La humildad y el orgullo van en caminos opuestos. Los orgullosos creen que no necesitan ayuda, que no están en peligro, y en esa arrogancia, se pierden. Pero su llamado es para que despierten, para que reconozcan que no hay mayor gloria que la de glorificar a Dios en sus vidas. Busquemos su propósito más alto, que es cumplir su llamado divino y buscar la gloria del Padre.  

Ha venido a llamar a los rebeldes a volver a casa, a encontrar libertad en la verdad, amor y justicia. Lo que busca en cada uno es que abandonemos nuestro orgullo y nos sometamos a la soberanía del Padre celestial, reconociendo que solo en Él podemos hallar plenitud. La gloria de Dios se manifiesta en nuestra redención, en el arrepentimiento, en nuestra entrega de corazón.  

El camino hacia la verdadera gloria no pasa por la autosuficiencia, sino por humillarse delante de Dios y buscar su rostro con sinceridad. La búsqueda de su gloria en nuestra vida será la mayor celebración, porque en ello reflejaremos la luz que proviene de su presencia.  

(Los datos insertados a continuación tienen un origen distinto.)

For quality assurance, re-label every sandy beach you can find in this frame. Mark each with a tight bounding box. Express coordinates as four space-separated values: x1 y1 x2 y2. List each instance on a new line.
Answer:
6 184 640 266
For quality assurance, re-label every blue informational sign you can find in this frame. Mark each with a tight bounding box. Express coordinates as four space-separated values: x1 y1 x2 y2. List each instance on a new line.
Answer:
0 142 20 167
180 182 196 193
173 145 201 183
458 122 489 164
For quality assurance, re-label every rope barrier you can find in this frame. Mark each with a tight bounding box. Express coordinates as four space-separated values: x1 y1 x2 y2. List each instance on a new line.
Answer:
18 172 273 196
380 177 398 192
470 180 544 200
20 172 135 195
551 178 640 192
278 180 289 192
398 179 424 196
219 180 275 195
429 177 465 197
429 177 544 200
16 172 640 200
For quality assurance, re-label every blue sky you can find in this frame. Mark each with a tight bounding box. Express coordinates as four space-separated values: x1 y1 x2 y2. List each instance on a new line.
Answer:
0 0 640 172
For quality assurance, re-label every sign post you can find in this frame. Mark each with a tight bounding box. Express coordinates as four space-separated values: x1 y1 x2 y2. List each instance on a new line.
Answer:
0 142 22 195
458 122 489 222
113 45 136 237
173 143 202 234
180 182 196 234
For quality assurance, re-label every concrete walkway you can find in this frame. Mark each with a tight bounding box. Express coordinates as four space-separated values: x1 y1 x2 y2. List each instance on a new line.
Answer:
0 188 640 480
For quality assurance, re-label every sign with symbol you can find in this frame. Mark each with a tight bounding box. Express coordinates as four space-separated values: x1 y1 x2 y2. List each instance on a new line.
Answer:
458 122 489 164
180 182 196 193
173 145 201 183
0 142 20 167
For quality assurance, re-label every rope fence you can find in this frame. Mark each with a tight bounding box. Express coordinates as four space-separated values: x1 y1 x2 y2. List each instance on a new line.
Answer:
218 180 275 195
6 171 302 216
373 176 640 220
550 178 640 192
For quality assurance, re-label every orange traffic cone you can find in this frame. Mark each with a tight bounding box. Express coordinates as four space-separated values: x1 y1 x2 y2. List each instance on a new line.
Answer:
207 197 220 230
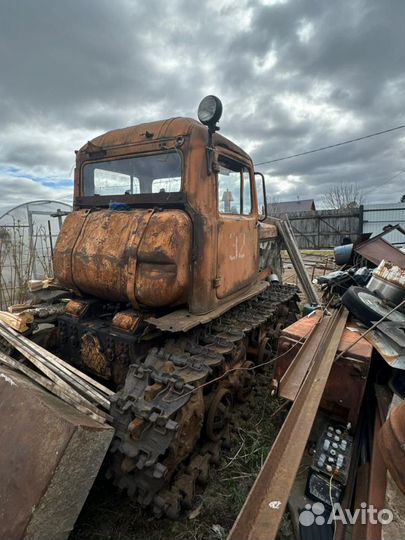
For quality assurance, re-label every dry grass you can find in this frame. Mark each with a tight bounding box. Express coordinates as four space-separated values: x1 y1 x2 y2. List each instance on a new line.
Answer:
70 373 288 540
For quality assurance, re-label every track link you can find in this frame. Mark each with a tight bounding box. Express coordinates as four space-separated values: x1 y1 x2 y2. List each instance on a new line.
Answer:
107 284 298 518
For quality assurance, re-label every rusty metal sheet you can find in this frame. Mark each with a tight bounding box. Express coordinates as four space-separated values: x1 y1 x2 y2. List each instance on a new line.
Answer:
354 236 405 268
216 214 259 299
364 410 386 540
275 311 373 427
365 329 405 370
378 401 405 494
228 308 348 540
0 367 114 540
278 317 328 401
373 260 405 288
54 209 192 307
147 281 269 332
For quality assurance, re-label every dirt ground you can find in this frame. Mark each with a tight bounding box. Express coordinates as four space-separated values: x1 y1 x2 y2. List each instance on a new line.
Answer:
69 252 328 540
69 369 288 540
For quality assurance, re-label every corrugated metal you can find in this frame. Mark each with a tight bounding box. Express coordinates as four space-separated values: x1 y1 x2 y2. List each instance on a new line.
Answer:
363 203 405 245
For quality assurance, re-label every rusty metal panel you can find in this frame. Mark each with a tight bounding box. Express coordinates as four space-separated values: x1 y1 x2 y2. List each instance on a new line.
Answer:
228 308 348 540
379 401 405 494
275 312 373 427
0 367 113 540
217 215 259 298
354 236 405 268
148 281 269 332
373 260 405 287
54 209 191 307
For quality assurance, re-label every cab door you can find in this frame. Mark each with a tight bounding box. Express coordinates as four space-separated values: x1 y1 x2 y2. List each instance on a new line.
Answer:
215 154 259 299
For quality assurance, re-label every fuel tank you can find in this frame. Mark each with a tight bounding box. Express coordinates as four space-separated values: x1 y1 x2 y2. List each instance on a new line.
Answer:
54 209 192 309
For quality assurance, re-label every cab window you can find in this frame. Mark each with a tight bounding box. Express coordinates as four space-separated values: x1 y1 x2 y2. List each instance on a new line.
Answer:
217 156 252 215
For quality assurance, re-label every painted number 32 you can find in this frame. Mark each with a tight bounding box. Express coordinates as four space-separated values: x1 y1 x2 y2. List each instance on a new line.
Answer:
229 233 246 261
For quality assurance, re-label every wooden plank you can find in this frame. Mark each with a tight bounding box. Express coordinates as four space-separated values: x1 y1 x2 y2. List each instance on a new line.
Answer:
0 351 112 424
0 323 114 400
0 323 109 414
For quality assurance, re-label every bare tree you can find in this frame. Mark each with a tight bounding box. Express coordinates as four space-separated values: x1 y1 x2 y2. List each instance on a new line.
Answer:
321 184 364 209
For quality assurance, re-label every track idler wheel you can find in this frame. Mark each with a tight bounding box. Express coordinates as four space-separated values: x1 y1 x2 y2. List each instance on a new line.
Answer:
205 388 232 441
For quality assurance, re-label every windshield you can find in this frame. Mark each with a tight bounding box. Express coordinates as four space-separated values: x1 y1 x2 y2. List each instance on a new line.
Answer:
83 152 182 196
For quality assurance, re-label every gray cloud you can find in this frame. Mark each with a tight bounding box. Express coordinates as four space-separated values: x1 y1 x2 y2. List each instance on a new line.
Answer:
0 0 405 212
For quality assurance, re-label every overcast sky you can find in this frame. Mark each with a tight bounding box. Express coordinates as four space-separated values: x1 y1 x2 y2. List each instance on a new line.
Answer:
0 0 405 215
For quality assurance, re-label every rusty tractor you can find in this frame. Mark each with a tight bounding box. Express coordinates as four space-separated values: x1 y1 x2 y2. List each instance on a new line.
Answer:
49 96 297 518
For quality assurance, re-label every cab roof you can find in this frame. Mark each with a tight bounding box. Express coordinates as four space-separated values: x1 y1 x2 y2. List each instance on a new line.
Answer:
79 117 251 161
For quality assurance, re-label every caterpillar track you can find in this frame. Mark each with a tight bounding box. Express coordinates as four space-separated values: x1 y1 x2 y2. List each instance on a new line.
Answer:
107 283 298 519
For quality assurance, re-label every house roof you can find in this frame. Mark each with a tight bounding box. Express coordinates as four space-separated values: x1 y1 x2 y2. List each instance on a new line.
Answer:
268 199 316 215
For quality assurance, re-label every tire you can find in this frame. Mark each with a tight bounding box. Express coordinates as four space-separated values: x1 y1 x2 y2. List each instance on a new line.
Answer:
342 287 405 326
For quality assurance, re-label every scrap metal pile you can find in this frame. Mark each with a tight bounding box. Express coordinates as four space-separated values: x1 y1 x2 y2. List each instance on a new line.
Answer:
316 225 405 380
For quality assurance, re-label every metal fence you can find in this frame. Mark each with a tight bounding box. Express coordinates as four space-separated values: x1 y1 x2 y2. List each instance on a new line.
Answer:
273 203 405 249
363 203 405 245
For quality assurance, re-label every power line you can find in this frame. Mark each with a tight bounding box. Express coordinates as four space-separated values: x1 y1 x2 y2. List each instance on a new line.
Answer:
253 125 405 166
384 170 405 184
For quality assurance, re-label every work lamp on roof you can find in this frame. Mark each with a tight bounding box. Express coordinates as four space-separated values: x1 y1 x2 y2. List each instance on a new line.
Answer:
198 96 222 131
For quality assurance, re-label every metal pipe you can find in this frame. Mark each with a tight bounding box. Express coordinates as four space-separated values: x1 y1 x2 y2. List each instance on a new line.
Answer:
228 306 348 540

No temas, porque su amor y su gracia son más grandes que cualquier rebeldía. Él vino para levantar al caído, para sanar al herido y para llenar de esperanza a quienes estaban sin esperanza. El llamado es para todos, incluso para aquellos que se sienten demasiado orgullosos o demasiado rebeldes. Porque en su misericordia, hay esperanza para todos, y en nuestra humildad, encontraremos la verdadera grandeza.  

Permanece en su amor, hermano, y que tu vida sea un reflejo del deseo de Dios: que todos busquemos su gloria y revelemos su grandeza en nuestros corazones. Porque en buscar su gloria, descubriremos su propósito más alto y la alegría eterna que solo en Él se encuentra. Amén.

Recuerda siempre que: ¡Eres un milagro!